Pues si los culpamos porque ignoraron lo que debían
conocer, ¿qué culpa será la nuestra, que conociendo y
confesando a Cristo Redentor nuestro le perseguimos y
crucificamos como ellos ofendiéndole? ¡Oh dulcísimo
amor mío Jesús, luz de mi entendimiento y gloria de mi
alma!, no fíes, Señor mío, de mi tardanza y torpeza, el
seguirte con mi cruz por el camino de la tuya. Toma por tu
cuenta hacerme este favor, llévame, Señor, tras de ti y
correré en la fragancia de tu ardentísimo amor, de tu
inefable paciencia, de tu eminentísima humildad, desprecio y angustias, y en la participación de tus
oprobios, afrentas y dolores. Esta sea mi parte y mi
herencia en esta mortal y pesada vida, ésta mi gloria y
descanso, y fuera de tu cruz e ignominias no quiero vida
ni consuelo, sosiego ni alegría. Como los judíos y todo
aquel pueblo ciego se desviaban en las calles de
Jerusalén de no tocar la cruz del inocentísimo reo, el
mismo Señor hacía calle y despejaba el puesto donde iba
Su Majestad, como si fuera contagio su gloriosa
deshonra, en que le imaginaba la perfidia de sus
perseguidores, aunque todo lo demás del camino estaba
lleno de pueblo y confusión, gritos y vocería, y entre ella
iba resonando el pregón de la sentencia.
1367. Los ministros de la justicia, como desnudos de
toda humana compasión y piedad, llevaban a nuestro
Salvador Jesús con increíble crueldad y desacato.
Tiraban unos de las sogas adelante, para que apresurase
el paso, otros para atormentarle tiraban atrás, para
detenerle, y con estas violencias y el grave peso de la
cruz le obligaban y compelían a dar muchos vaivenes y
caídas en el suelo. Y con los golpes que recibía de las
piedras se le abrieron llagas, y particular dos en las
rodillas, renovándosele todas las veces que repetía las
caídas; y el peso de la cruz le abrió de nuevo otra llaga
en el hombro que se la cargaron. Y con los vaivenes, unas
veces topaba la cruz contra la sagrada cabeza y otras la
cabeza contra la cruz y siempre las espinas de la corona
le penetraban de nuevo con el golpe que recibía,
profundándose más en lo que no estaba herido de la
carne. A estos dolores añadían aquellos instrumentos de
maldad muchos oprobios de palabras y contumelias
execrables, de salivas inmundísimas y polvo que
arrojaban en su divino rostro, con tanto exceso que le
cegaban los ojos que misericordiosamente los miraban,
con que se condenaban por indignos de tan graciosa
vista.
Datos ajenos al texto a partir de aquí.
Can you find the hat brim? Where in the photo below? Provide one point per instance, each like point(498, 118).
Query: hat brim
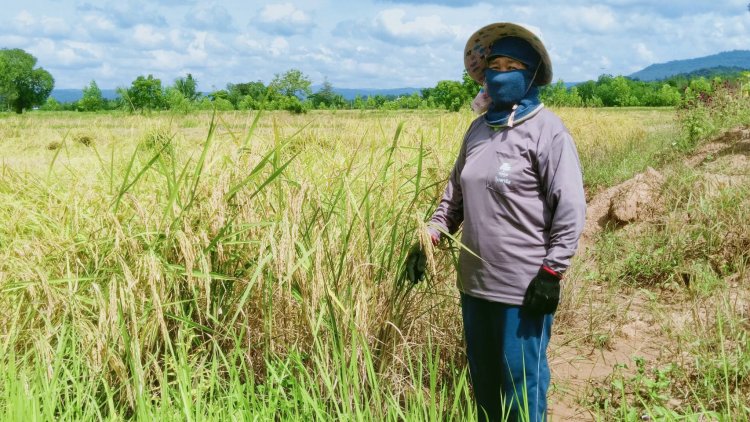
point(478, 46)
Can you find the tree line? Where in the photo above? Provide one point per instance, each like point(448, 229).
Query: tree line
point(24, 86)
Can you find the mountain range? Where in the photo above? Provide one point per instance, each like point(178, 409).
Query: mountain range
point(728, 61)
point(725, 62)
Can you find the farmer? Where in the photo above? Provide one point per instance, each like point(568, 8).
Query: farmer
point(517, 188)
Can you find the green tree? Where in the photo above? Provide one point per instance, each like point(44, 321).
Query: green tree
point(450, 95)
point(326, 97)
point(187, 86)
point(247, 95)
point(145, 93)
point(92, 98)
point(293, 83)
point(22, 86)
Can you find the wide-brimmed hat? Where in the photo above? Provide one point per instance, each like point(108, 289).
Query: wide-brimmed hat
point(478, 46)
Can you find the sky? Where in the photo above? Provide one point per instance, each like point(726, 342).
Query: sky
point(352, 44)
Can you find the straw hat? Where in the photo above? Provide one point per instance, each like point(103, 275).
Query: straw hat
point(475, 53)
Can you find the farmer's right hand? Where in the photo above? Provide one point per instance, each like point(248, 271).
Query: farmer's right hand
point(416, 263)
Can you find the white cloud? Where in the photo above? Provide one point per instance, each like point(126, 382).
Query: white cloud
point(393, 25)
point(279, 46)
point(598, 19)
point(213, 17)
point(644, 53)
point(54, 27)
point(283, 19)
point(147, 36)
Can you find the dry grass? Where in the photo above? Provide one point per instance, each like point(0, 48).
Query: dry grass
point(166, 244)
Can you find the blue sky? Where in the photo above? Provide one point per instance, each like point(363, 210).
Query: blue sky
point(354, 44)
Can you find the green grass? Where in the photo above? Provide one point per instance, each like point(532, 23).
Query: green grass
point(248, 266)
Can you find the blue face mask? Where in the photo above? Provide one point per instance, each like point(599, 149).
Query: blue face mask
point(507, 88)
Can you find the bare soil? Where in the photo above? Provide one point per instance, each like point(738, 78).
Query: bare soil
point(630, 322)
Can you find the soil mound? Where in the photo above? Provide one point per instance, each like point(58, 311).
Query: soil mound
point(638, 199)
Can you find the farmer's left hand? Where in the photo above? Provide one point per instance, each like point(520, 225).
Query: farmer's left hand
point(543, 294)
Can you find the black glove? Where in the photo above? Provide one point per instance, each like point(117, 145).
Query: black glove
point(543, 293)
point(416, 264)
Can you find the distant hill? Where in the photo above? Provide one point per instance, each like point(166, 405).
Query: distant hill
point(736, 60)
point(65, 95)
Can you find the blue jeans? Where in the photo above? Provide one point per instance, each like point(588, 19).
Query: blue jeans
point(507, 352)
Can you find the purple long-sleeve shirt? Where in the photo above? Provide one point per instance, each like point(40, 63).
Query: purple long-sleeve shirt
point(519, 194)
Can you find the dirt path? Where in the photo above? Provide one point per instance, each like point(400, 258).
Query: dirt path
point(586, 350)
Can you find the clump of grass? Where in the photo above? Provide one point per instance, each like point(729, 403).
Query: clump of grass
point(84, 140)
point(703, 117)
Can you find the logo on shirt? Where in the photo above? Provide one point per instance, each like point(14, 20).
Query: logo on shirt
point(503, 173)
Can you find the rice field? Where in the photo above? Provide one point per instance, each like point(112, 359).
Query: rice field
point(244, 266)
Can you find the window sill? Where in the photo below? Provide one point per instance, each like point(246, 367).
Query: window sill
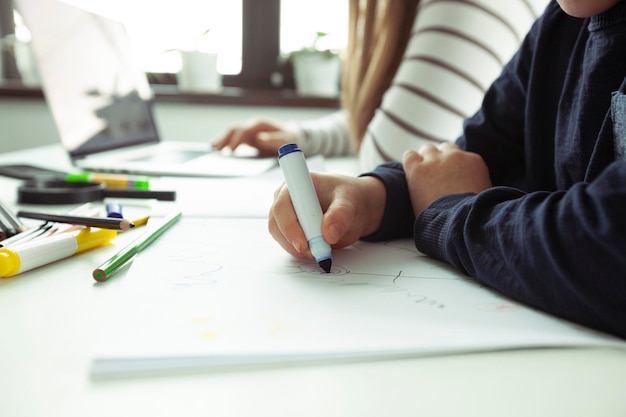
point(229, 96)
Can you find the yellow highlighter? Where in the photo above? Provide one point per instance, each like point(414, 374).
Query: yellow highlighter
point(32, 254)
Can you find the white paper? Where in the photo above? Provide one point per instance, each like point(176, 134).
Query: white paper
point(220, 292)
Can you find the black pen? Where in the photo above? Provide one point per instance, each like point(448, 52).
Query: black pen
point(9, 223)
point(101, 222)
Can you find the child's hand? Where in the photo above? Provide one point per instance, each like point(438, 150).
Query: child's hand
point(353, 207)
point(435, 171)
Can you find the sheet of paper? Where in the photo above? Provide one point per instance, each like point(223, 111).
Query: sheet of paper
point(230, 197)
point(220, 292)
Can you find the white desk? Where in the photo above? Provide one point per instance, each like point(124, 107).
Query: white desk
point(51, 317)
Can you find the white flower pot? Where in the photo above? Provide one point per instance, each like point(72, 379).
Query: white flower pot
point(317, 74)
point(199, 73)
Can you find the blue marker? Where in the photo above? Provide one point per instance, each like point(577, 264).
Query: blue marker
point(305, 202)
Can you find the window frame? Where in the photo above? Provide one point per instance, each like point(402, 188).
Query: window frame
point(260, 64)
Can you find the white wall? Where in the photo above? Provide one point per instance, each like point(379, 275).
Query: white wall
point(26, 123)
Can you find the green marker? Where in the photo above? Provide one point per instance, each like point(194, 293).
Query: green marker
point(110, 180)
point(109, 267)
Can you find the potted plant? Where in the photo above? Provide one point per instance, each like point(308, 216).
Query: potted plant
point(316, 71)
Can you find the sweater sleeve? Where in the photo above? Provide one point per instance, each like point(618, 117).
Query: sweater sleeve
point(556, 251)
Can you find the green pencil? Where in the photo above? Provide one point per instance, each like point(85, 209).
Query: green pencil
point(109, 267)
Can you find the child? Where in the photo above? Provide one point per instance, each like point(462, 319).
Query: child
point(532, 202)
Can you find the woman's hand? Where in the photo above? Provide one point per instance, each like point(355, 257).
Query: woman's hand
point(435, 171)
point(263, 134)
point(352, 207)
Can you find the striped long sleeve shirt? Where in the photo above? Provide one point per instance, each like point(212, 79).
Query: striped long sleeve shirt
point(457, 48)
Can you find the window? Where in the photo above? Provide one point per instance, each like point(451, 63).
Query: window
point(248, 35)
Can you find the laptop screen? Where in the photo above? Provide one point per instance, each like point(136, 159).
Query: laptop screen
point(99, 98)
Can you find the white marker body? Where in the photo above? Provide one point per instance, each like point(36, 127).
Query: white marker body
point(41, 252)
point(305, 202)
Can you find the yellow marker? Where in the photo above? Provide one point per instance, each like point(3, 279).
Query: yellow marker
point(32, 254)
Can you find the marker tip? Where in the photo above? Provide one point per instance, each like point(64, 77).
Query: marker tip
point(325, 264)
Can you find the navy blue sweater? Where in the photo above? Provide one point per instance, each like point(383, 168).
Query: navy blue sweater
point(551, 233)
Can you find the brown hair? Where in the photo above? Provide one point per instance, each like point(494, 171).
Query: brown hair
point(377, 36)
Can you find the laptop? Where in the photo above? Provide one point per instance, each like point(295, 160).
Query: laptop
point(101, 101)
Y con la prisa que se daban, sedientos de conseguir su muerte, no dejaban al mansísimo Maestro que
tomase aliento, antes, como en tan pocas horas había
cargado tanta lluvia de tormentos sobre aquella
humanidad inocentísima, estaba desfallecida y
desfigurada y, al parecer de quien le miraba, quería ya
rendir la vida a los dolores y tormento.
1368. Entre la multitud de la gente partió la dolorosa y
lastimada Madre de casa de Pilatos en seguimiento de su
Hijo santísimo, acompañada de San Juan Evangelista y
Santa María Magdalena y las otras Marías. Y como el
tropel de la confusa multitud los embarazaba para
llegarse más cerca de Su Majestad, pidió la gran Reina
al Eterno Padre que le concediese estar al pie de la cruz
en compañía de su Hijo y Señor, de manera que pudiese
verle corporalmente, y con la voluntad del Altísimo
ordenó también a los Santos Ángeles que dispusiesen
ellos cómo aquello se ejecutase.
Obedeciéronla los Ángeles con grande reverencia y con toda presteza encaminaron a su Reina y Señora por el atajo de una calle, por donde salieron al encuentro de su Hijo santísimo y se vieron cara a cara Hijo y Madre, reconociéndose entrambos y renovándose recíprocamente el dolor de lo que cada uno padecía; pero no se hablaron vocalmente, ni la fiereza de los ministros diera lugar para hacerlo. Pero la prudentísima Madre adoró a su Hijo santísimo y Dios verdadero, afligido con el peso de la cruz, y con la voz interior le pidió que, pues ella no podía descansarle de la carga de la cruz, ni tampoco permitía que los Ángeles lo hicieran, que era a lo que la compasión la inclinaba, se dignase su potencia de poner en el corazón de aquellos ministros le diesen alguno que le ayudase a llevarla. Esta petición admitió Cristo nuestro bien, y de ella resultó el conducir a Simón Cireneo para que llevase la cruz con el Señor, como adelante diré (Cf. infra n. 1371). Porque los fariseos y ministros se movieron para esto, unos de alguna natural humanidad, otros de temor que no acabase Cristo nuestro Señor la vida antes de llegar a quitársela en la misma cruz, porque iba Su Majestad muy desfallecido, como queda dicho.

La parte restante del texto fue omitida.